Hyundai Capital America’s lack of diverse funding sources could limit the captive’s financial flexibility as the cost for debt funding rises and the economy continues to deteriorate as a result of COVID-19.
In fact, the captive’s “significant reliance” on commercial paper and a revolving line of credit could squeeze the lender’s access to funds, Moody’s Investors Services said in a research note. Hyundai Motors and its subsidiaries are on review for a downgrade as of late March. S&P Global Ratings and Fitch Ratings, too, placed the automaker on a negative outlook.
HCA has $6.5 billion in available liquidity, a company spokeswoman confirmed with Auto Finance News. HCA’s total liquidity is calculated by combining its liquid assets and credit line, she said, noting that amount should be enough capital to cover the global captive’s outstanding redemptions over the next six months.
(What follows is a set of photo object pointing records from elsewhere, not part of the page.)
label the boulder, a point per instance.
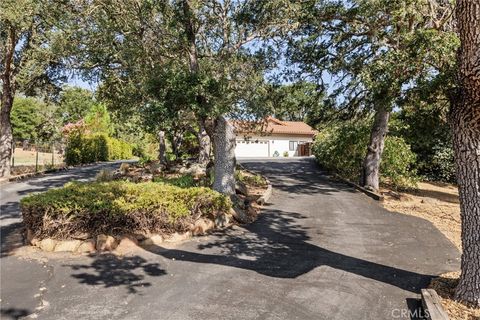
(202, 226)
(87, 246)
(47, 245)
(106, 243)
(127, 244)
(67, 246)
(153, 240)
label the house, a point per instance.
(273, 138)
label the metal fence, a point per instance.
(36, 157)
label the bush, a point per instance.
(83, 148)
(342, 149)
(186, 181)
(252, 180)
(117, 208)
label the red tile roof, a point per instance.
(274, 126)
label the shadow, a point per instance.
(277, 246)
(13, 313)
(109, 270)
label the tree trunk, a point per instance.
(162, 148)
(224, 170)
(204, 143)
(371, 164)
(465, 122)
(7, 94)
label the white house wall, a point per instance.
(265, 146)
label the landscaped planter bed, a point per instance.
(117, 215)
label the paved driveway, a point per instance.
(320, 250)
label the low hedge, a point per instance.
(342, 148)
(117, 208)
(92, 148)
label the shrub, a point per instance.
(253, 180)
(342, 149)
(118, 207)
(104, 176)
(83, 148)
(186, 181)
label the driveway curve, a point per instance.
(320, 250)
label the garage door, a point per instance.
(254, 149)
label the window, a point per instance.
(293, 145)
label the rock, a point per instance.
(67, 246)
(177, 237)
(222, 221)
(241, 188)
(87, 246)
(47, 245)
(153, 240)
(106, 243)
(240, 215)
(127, 244)
(202, 226)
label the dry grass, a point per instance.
(439, 204)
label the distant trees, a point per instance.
(377, 51)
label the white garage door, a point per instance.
(253, 148)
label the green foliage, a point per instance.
(34, 120)
(118, 207)
(83, 148)
(25, 118)
(185, 181)
(342, 149)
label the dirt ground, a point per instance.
(438, 203)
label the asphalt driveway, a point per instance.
(320, 250)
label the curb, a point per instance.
(432, 305)
(367, 192)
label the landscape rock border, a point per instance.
(127, 243)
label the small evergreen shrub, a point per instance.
(118, 207)
(85, 148)
(252, 180)
(185, 181)
(342, 149)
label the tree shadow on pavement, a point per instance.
(14, 313)
(276, 246)
(109, 270)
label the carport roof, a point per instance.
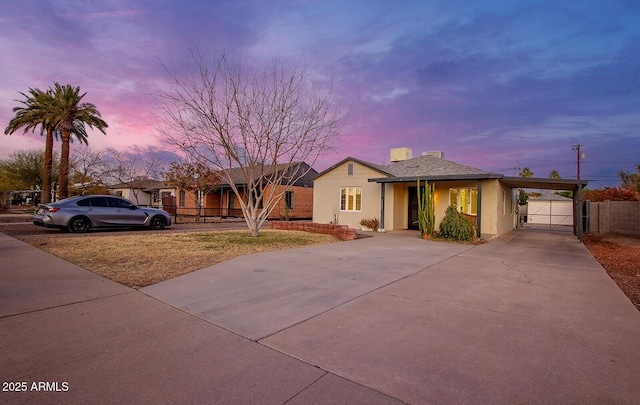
(544, 183)
(513, 182)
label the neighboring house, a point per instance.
(353, 189)
(296, 203)
(550, 209)
(144, 192)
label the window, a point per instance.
(351, 199)
(465, 200)
(288, 200)
(118, 203)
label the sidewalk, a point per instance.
(531, 317)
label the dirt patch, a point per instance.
(620, 256)
(139, 259)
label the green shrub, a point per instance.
(455, 226)
(372, 223)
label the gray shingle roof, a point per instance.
(430, 166)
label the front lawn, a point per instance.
(141, 259)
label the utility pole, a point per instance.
(580, 155)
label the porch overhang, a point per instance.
(449, 177)
(544, 183)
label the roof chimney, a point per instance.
(437, 153)
(398, 154)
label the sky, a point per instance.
(498, 85)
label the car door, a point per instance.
(98, 209)
(125, 215)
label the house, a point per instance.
(144, 192)
(221, 201)
(353, 189)
(550, 209)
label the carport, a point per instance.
(576, 186)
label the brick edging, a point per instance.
(341, 231)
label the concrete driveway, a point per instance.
(527, 318)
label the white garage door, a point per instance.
(550, 212)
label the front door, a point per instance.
(413, 208)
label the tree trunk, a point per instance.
(47, 169)
(63, 180)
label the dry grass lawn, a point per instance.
(139, 260)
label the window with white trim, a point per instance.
(349, 169)
(351, 199)
(465, 200)
(288, 200)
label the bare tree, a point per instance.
(134, 169)
(193, 177)
(88, 169)
(261, 130)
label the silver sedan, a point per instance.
(81, 213)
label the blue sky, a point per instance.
(493, 84)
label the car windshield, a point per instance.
(119, 203)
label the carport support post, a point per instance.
(577, 213)
(479, 210)
(382, 206)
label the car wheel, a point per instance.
(157, 222)
(79, 224)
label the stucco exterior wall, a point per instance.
(498, 208)
(326, 196)
(399, 210)
(127, 193)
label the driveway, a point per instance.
(528, 317)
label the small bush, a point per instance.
(455, 226)
(372, 223)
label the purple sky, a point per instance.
(493, 84)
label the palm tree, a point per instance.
(553, 174)
(526, 172)
(36, 110)
(71, 115)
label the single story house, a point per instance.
(144, 192)
(353, 189)
(221, 201)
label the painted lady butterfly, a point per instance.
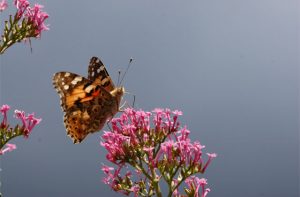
(87, 102)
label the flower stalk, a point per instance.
(7, 133)
(27, 22)
(158, 149)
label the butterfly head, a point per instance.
(118, 92)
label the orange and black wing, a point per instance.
(84, 103)
(98, 73)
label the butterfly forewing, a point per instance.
(87, 103)
(98, 73)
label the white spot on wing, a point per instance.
(89, 88)
(78, 78)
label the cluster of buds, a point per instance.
(7, 133)
(156, 148)
(28, 22)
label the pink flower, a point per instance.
(37, 17)
(135, 189)
(9, 148)
(21, 5)
(153, 145)
(3, 5)
(34, 15)
(4, 110)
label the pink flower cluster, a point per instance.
(7, 133)
(3, 5)
(34, 15)
(155, 144)
(28, 122)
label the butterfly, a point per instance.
(89, 102)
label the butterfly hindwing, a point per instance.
(98, 73)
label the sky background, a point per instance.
(230, 66)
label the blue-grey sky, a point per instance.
(230, 66)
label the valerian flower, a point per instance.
(7, 133)
(156, 148)
(28, 22)
(3, 5)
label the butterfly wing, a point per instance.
(85, 104)
(98, 73)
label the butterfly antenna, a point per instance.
(118, 83)
(132, 106)
(129, 63)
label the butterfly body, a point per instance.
(87, 102)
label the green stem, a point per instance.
(8, 134)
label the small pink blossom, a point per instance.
(4, 109)
(34, 15)
(37, 17)
(9, 148)
(29, 122)
(3, 5)
(153, 145)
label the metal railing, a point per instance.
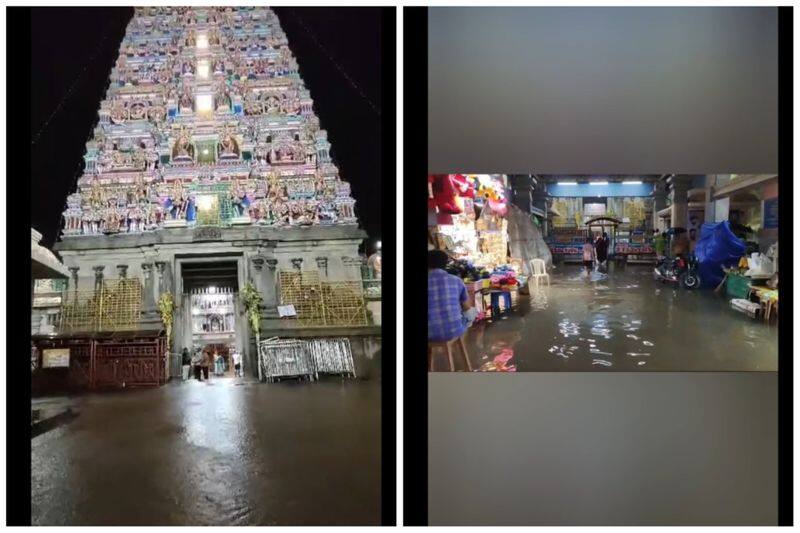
(323, 303)
(114, 306)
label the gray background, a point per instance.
(602, 449)
(602, 90)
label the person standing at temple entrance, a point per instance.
(186, 363)
(207, 361)
(237, 364)
(601, 250)
(197, 362)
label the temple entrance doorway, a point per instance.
(212, 301)
(222, 357)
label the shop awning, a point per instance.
(603, 221)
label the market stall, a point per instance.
(468, 220)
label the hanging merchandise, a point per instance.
(463, 185)
(445, 195)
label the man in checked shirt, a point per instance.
(447, 300)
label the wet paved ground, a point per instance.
(218, 454)
(624, 320)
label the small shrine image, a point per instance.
(208, 176)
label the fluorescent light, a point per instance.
(205, 103)
(203, 69)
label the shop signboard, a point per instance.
(771, 213)
(55, 358)
(594, 209)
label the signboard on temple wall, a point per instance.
(55, 358)
(594, 209)
(569, 211)
(771, 213)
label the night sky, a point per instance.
(65, 41)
Still, the cost of the captive’s debt funding has already increased, according to its latest auto asset-backed securitization deal. In its first $1 billion prime auto receivables trust of the year, spreads increased 91 basis points to 130 bps, compared to its last auto ABS deal in October 2019. Hyundai, which issued an $894 million securitization backed by auto lease receivables in January, usually securitizes two lease and two loan deals every year.
HCA’s originations declined 5% year over year to $12.2 billion at yearend 2019, according to Big Wheels Auto Finance Data. The captive’s total portfolio grew slightly with a 1% increase to $30.1 billion.
As for the OEM, Hyundai Motor Co. reported a 43% YoY decline in March sales in the U.S. for a total of 33,118 units, as a result of the COVID-19 pandemic. The captive relaunched its Hyundai Assurance program, covering up to six months of payments for Hyundai owners who purchased or leased a vehicle between March 14 and April 30, if they lose their job due to COVID-19 this year. Moreover, the captive is offering a 90-day deferred payment available only on new purchases of Hyundai vehicles financed at 0% APR.